In my now close to 3 decades of mothering, researching, writing, and teaching on motherhood, I have sought to make sense of this particular and peculiar exclusion of motherhood in theorizing women’s gendered oppression and resistance. The reasons for such as I discuss above, include 1) non-mother feminists fail to understand how fully motherhood matters because they themselves are not mothers and relatedly 2) the topic of motherhood is peripheral in the courses and curriculum of most Women’ studies departments (a marginalization that has only worsened as Women’s Studies become Gender Studies: but that is a subject for another day). But, again as I discuss above, such can only partially account for the absence of maternity in theorizing gendered oppression and resistance: racialized and queer subject positions are theorized by non-queer and racialized feminist theorists: so such should be possible by non-mothers for mothers. So what is going here?

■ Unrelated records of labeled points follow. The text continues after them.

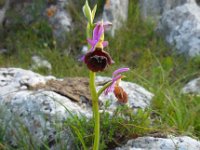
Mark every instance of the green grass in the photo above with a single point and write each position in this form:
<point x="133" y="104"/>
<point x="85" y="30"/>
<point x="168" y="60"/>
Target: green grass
<point x="154" y="65"/>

It is my view that non-mothers fail “to get it” because of a larger and pervasive feminist discomfort with all things maternal. Much of 2nd wave feminism–in particular that of Liberal and Radical Libertarian feminism– see motherhood as a significant, if not the determining, cause of women’s oppression under patriarchy. To explore this argument fully is beyond the scope of this talk, but I will draw upon quotes from two well-known feminists to illustrate the argument I am making here. Betty Friedan’s now infamous quote from the classic Feminine Mystique, “the problem that has no name” quickly became a tag or trope for the dissatisfaction supposedly felt by stay-at-home mothers. Friedan wrote that “in lieu of more meaningful goals, these women spent too much time cleaning their already tidy homes, improving their already attractive appearances, and indulging their already spoiled children”. Focusing on this unappealing picture of family life in affluent U.S. suburbs, Friedan concluded that “contemporary women needed to find meaningful work in the full-time, public workforce.”
And this quote from Radical-Libertarian Feminist theorist Shulamith Firestone:
“No matter how much educational, legal, and political equality women achieve and no matter how many women enter public industry, nothing fundamental will change for women as long as natural reproduction remains the rule and artificial or assisted reproduction the exception. Natural reproduction is neither in women’s best interests nor in those of the children so reproduced. The joy of giving birth- invoked so frequently in this society- is a patriarchal myth. In fact, pregnancy is barbaric, and natural childbirth is at best necessary and tolerable and at worst it is like shitting a pumpkin.” (92)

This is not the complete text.